When rendering to an image sequence or video, we can sacrifice rendering performance for quality: Only a very small fraction of the time is spent on generating the image. The most expensive steps are format conversion and encoding. This means you could increase the output resolution to 4K or increase quality settings to your primary [RenderTarget]'s multisampling quality. Because of Tooll's default smart resolution setup, the requested resolution will be applied to your whole project.

Rendering with Motion Blur

Another awesome feature is [RenderWithMotionBlur]: It uses Tooll's timeline features to render multiple slightly offset passes for each frame, resulting in a very high-quality motion blur effect. Because this process is normally too performance-intensive for real-time, you can adjust the parameter to 0 (or another acceptable low value that will provide real-time rendering).

Then you can use override this setting while rendering with the "Motion Blur Samples" parameter provided in the Render Window:

Watch the tutorial here

Technical Background

To get the most out of this feature, it can be useful to provide some background about the exporting process:

Tooll uses image operators like [RenderTarget] to render content into an image buffer on the GPU. We use DirectX for that. In technical terms, these images are called Textures, and DirectX provides a wide variety of texture formats. By default, Tooll's render output format is R16G16B16A16_Float, which means that each pixel uses 16 bits to store brightness for the Red, Green, Blue, and Alpha channels. That is 65536 different values with higher resolution in the range 0 .. 1.

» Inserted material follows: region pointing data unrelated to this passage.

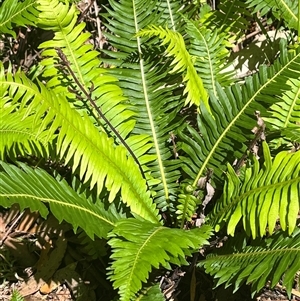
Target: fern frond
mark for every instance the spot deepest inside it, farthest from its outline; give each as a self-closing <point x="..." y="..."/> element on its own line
<point x="187" y="203"/>
<point x="143" y="76"/>
<point x="286" y="112"/>
<point x="79" y="140"/>
<point x="224" y="138"/>
<point x="262" y="196"/>
<point x="85" y="64"/>
<point x="20" y="134"/>
<point x="16" y="296"/>
<point x="281" y="9"/>
<point x="272" y="259"/>
<point x="138" y="246"/>
<point x="31" y="188"/>
<point x="208" y="62"/>
<point x="230" y="16"/>
<point x="151" y="293"/>
<point x="195" y="90"/>
<point x="19" y="13"/>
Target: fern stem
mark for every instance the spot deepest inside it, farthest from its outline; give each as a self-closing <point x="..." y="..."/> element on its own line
<point x="298" y="20"/>
<point x="93" y="104"/>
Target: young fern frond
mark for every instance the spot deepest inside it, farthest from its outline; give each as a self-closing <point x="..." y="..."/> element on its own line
<point x="208" y="62"/>
<point x="272" y="259"/>
<point x="143" y="76"/>
<point x="150" y="294"/>
<point x="84" y="63"/>
<point x="183" y="62"/>
<point x="263" y="195"/>
<point x="281" y="9"/>
<point x="31" y="188"/>
<point x="229" y="17"/>
<point x="19" y="13"/>
<point x="138" y="246"/>
<point x="19" y="135"/>
<point x="187" y="203"/>
<point x="234" y="118"/>
<point x="285" y="112"/>
<point x="79" y="140"/>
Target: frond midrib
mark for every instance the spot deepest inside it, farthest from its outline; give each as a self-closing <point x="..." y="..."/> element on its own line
<point x="240" y="197"/>
<point x="155" y="140"/>
<point x="292" y="106"/>
<point x="135" y="262"/>
<point x="55" y="201"/>
<point x="23" y="8"/>
<point x="256" y="253"/>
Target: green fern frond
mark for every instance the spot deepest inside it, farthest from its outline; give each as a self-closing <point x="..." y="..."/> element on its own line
<point x="85" y="64"/>
<point x="183" y="62"/>
<point x="19" y="13"/>
<point x="272" y="259"/>
<point x="281" y="9"/>
<point x="224" y="138"/>
<point x="262" y="196"/>
<point x="187" y="203"/>
<point x="286" y="112"/>
<point x="79" y="140"/>
<point x="31" y="188"/>
<point x="208" y="62"/>
<point x="20" y="134"/>
<point x="143" y="76"/>
<point x="230" y="16"/>
<point x="16" y="296"/>
<point x="138" y="246"/>
<point x="151" y="293"/>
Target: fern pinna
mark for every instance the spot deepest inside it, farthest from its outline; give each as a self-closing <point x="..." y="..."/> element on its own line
<point x="147" y="129"/>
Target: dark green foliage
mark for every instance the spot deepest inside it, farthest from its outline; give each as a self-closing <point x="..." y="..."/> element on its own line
<point x="146" y="130"/>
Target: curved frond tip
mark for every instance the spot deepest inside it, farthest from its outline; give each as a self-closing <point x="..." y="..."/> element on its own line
<point x="264" y="194"/>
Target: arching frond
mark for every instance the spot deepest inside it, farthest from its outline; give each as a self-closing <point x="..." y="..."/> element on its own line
<point x="143" y="75"/>
<point x="208" y="62"/>
<point x="286" y="111"/>
<point x="134" y="242"/>
<point x="224" y="138"/>
<point x="20" y="134"/>
<point x="262" y="196"/>
<point x="91" y="151"/>
<point x="151" y="293"/>
<point x="272" y="259"/>
<point x="31" y="188"/>
<point x="187" y="203"/>
<point x="281" y="9"/>
<point x="18" y="13"/>
<point x="229" y="17"/>
<point x="84" y="64"/>
<point x="182" y="62"/>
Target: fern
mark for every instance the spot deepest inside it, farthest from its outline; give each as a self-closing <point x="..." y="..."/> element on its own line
<point x="263" y="195"/>
<point x="85" y="65"/>
<point x="229" y="17"/>
<point x="234" y="110"/>
<point x="281" y="9"/>
<point x="19" y="13"/>
<point x="182" y="62"/>
<point x="133" y="147"/>
<point x="208" y="62"/>
<point x="145" y="81"/>
<point x="35" y="186"/>
<point x="16" y="296"/>
<point x="80" y="141"/>
<point x="266" y="260"/>
<point x="134" y="242"/>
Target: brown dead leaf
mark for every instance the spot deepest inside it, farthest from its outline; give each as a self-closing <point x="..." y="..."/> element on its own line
<point x="46" y="267"/>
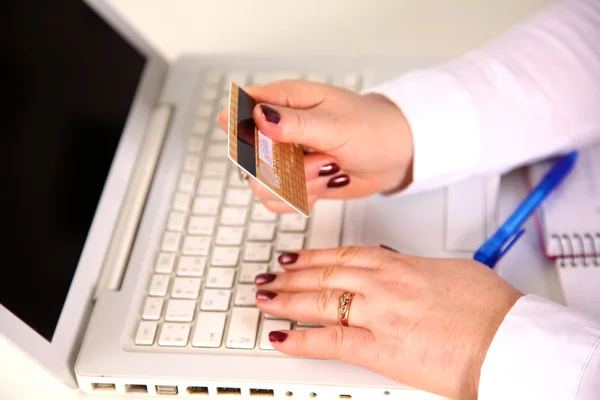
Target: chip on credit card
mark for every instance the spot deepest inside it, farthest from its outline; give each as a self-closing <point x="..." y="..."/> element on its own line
<point x="278" y="166"/>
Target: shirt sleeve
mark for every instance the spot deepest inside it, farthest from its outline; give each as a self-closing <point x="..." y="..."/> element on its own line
<point x="530" y="94"/>
<point x="543" y="350"/>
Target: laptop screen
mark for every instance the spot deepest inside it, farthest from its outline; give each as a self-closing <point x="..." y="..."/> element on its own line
<point x="67" y="81"/>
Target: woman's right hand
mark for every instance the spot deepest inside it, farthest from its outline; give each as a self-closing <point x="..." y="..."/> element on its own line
<point x="362" y="143"/>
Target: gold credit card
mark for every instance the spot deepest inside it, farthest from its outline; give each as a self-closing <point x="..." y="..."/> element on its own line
<point x="278" y="166"/>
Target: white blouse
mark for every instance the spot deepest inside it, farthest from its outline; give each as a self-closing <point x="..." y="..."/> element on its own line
<point x="533" y="93"/>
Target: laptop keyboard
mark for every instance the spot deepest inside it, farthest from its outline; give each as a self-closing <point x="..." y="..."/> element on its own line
<point x="218" y="237"/>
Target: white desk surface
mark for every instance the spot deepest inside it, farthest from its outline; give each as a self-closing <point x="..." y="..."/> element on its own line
<point x="417" y="29"/>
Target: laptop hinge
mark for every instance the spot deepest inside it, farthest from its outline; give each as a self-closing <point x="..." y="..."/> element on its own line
<point x="117" y="255"/>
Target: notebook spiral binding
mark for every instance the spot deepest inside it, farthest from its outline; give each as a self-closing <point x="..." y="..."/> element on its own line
<point x="578" y="250"/>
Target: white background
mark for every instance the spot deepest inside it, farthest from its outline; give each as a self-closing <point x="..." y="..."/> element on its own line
<point x="413" y="29"/>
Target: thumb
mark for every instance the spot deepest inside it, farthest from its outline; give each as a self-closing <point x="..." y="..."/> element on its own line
<point x="312" y="127"/>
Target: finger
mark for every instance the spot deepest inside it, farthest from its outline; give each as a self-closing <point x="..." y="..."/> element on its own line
<point x="350" y="256"/>
<point x="314" y="308"/>
<point x="331" y="277"/>
<point x="313" y="127"/>
<point x="287" y="93"/>
<point x="351" y="345"/>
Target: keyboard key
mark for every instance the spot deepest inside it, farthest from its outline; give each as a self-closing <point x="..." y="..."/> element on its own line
<point x="195" y="145"/>
<point x="170" y="242"/>
<point x="164" y="263"/>
<point x="245" y="295"/>
<point x="225" y="256"/>
<point x="248" y="271"/>
<point x="209" y="329"/>
<point x="204" y="110"/>
<point x="191" y="163"/>
<point x="146" y="333"/>
<point x="289" y="241"/>
<point x="201" y="225"/>
<point x="186" y="288"/>
<point x="218" y="150"/>
<point x="200" y="127"/>
<point x="215" y="169"/>
<point x="238" y="197"/>
<point x="180" y="310"/>
<point x="229" y="235"/>
<point x="261" y="231"/>
<point x="270" y="325"/>
<point x="152" y="308"/>
<point x="191" y="266"/>
<point x="215" y="300"/>
<point x="176" y="221"/>
<point x="174" y="334"/>
<point x="205" y="206"/>
<point x="259" y="252"/>
<point x="181" y="201"/>
<point x="292" y="222"/>
<point x="233" y="216"/>
<point x="186" y="183"/>
<point x="242" y="328"/>
<point x="221" y="278"/>
<point x="196" y="245"/>
<point x="261" y="214"/>
<point x="158" y="285"/>
<point x="275" y="266"/>
<point x="327" y="217"/>
<point x="238" y="77"/>
<point x="210" y="188"/>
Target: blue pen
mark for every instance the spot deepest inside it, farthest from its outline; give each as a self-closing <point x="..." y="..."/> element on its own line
<point x="506" y="236"/>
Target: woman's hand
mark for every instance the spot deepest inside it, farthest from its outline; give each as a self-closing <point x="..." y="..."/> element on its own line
<point x="426" y="323"/>
<point x="362" y="143"/>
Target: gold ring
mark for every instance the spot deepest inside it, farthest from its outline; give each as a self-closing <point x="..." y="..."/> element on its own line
<point x="344" y="308"/>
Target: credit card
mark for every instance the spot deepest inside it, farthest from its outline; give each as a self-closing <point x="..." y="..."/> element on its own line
<point x="277" y="166"/>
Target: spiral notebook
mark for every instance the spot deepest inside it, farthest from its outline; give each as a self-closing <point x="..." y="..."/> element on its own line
<point x="569" y="222"/>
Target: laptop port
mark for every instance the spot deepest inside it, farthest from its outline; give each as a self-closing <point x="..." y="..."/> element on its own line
<point x="229" y="391"/>
<point x="197" y="390"/>
<point x="136" y="388"/>
<point x="104" y="386"/>
<point x="166" y="389"/>
<point x="262" y="392"/>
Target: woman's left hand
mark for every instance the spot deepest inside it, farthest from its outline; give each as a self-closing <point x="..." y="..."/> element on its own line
<point x="426" y="323"/>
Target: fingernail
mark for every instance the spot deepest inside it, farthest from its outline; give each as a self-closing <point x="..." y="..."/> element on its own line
<point x="338" y="181"/>
<point x="388" y="248"/>
<point x="265" y="295"/>
<point x="287" y="258"/>
<point x="329" y="169"/>
<point x="278" y="337"/>
<point x="271" y="114"/>
<point x="264" y="278"/>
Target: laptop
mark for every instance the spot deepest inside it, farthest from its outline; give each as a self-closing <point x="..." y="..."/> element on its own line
<point x="130" y="242"/>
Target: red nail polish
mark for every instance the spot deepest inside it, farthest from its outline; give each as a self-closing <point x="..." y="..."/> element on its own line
<point x="264" y="278"/>
<point x="388" y="248"/>
<point x="265" y="295"/>
<point x="339" y="181"/>
<point x="277" y="336"/>
<point x="270" y="114"/>
<point x="287" y="258"/>
<point x="329" y="169"/>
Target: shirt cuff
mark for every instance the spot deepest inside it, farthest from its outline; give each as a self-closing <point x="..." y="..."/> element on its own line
<point x="444" y="122"/>
<point x="542" y="350"/>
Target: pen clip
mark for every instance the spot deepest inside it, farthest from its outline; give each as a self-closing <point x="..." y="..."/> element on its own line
<point x="511" y="243"/>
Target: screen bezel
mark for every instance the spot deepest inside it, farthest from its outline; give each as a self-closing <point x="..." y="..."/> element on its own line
<point x="58" y="355"/>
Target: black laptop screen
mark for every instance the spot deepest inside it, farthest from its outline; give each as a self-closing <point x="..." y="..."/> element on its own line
<point x="67" y="82"/>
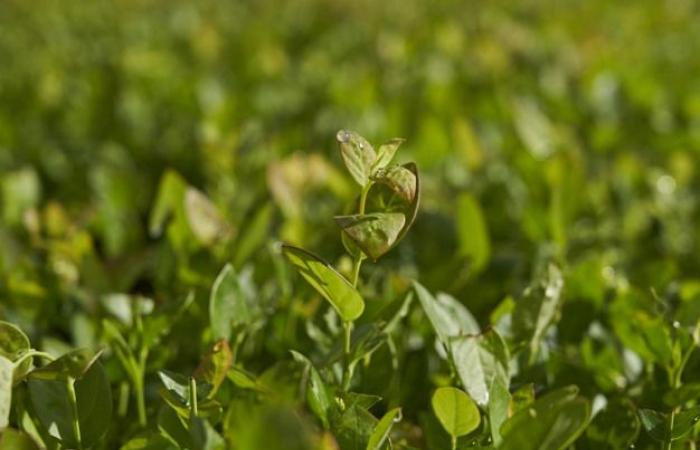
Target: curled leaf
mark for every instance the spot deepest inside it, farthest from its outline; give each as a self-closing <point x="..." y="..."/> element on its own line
<point x="374" y="233"/>
<point x="327" y="281"/>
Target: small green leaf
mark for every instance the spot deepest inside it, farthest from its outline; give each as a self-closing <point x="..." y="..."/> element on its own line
<point x="374" y="233"/>
<point x="6" y="369"/>
<point x="456" y="411"/>
<point x="48" y="391"/>
<point x="480" y="360"/>
<point x="358" y="155"/>
<point x="215" y="365"/>
<point x="13" y="343"/>
<point x="400" y="180"/>
<point x="448" y="317"/>
<point x="386" y="153"/>
<point x="474" y="242"/>
<point x="316" y="392"/>
<point x="616" y="426"/>
<point x="204" y="219"/>
<point x="327" y="281"/>
<point x="380" y="435"/>
<point x="228" y="306"/>
<point x="552" y="422"/>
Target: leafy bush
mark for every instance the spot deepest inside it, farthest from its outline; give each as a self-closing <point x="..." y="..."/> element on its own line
<point x="521" y="273"/>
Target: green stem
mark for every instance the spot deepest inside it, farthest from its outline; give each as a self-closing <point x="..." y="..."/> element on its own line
<point x="347" y="369"/>
<point x="70" y="387"/>
<point x="193" y="398"/>
<point x="32" y="353"/>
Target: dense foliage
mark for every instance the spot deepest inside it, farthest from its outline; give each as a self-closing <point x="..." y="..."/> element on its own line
<point x="193" y="256"/>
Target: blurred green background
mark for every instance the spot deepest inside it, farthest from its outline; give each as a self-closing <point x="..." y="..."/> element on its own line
<point x="144" y="144"/>
<point x="562" y="128"/>
<point x="543" y="129"/>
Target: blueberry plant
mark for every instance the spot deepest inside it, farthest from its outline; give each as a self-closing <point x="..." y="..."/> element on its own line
<point x="405" y="370"/>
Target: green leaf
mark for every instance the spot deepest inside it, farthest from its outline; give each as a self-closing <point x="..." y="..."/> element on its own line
<point x="499" y="405"/>
<point x="14" y="343"/>
<point x="215" y="365"/>
<point x="354" y="428"/>
<point x="358" y="155"/>
<point x="72" y="365"/>
<point x="552" y="422"/>
<point x="386" y="153"/>
<point x="474" y="241"/>
<point x="480" y="360"/>
<point x="228" y="306"/>
<point x="456" y="411"/>
<point x="538" y="308"/>
<point x="374" y="233"/>
<point x="659" y="427"/>
<point x="448" y="317"/>
<point x="148" y="441"/>
<point x="399" y="179"/>
<point x="380" y="435"/>
<point x="6" y="369"/>
<point x="12" y="439"/>
<point x="327" y="281"/>
<point x="616" y="426"/>
<point x="317" y="395"/>
<point x="204" y="219"/>
<point x="51" y="399"/>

Exporting images and textures in files is complicated because:

  • For historical reasons, many image formats store their pixels in the order Blue, Green, Red, Alpha.
  • Downloading textures from the GPU takes up to 3 frames.
  • For performance reasons, DirectX stores textures with a width of 16 pixels increments. So, if your image width is 1080 pixels, each pixel row will be padded with 8 pixels.
  • Converting between pixel formats can be very slow and complex (especially from 16-bit floats to C# default 32-bit floats).
  • Frequently, Tooll's effects are audio-reactive, but exporting is not real-time.
  • Some of Tooll's operators are asynchronous: preferring rendering performance over precision, but when exporting, we want to enforce repeatability, so we have to wait until each operator (e.g., loading an image from the web or seeking a frame in a video) is completed.

Exporting with Audio (Since version 3.9.1, Tooll3 can export video with Audio)

It is still an experimental feature, please report if you have issues.

Exporting Other Formats

Currently, the output formats are limited to:

  • 8-bit H.264 for video
  • 8-bit RGB JPEG
  • 8-bit RGBA PNG

Rendering to HDR-Output with formats like EXR is on our roadmap.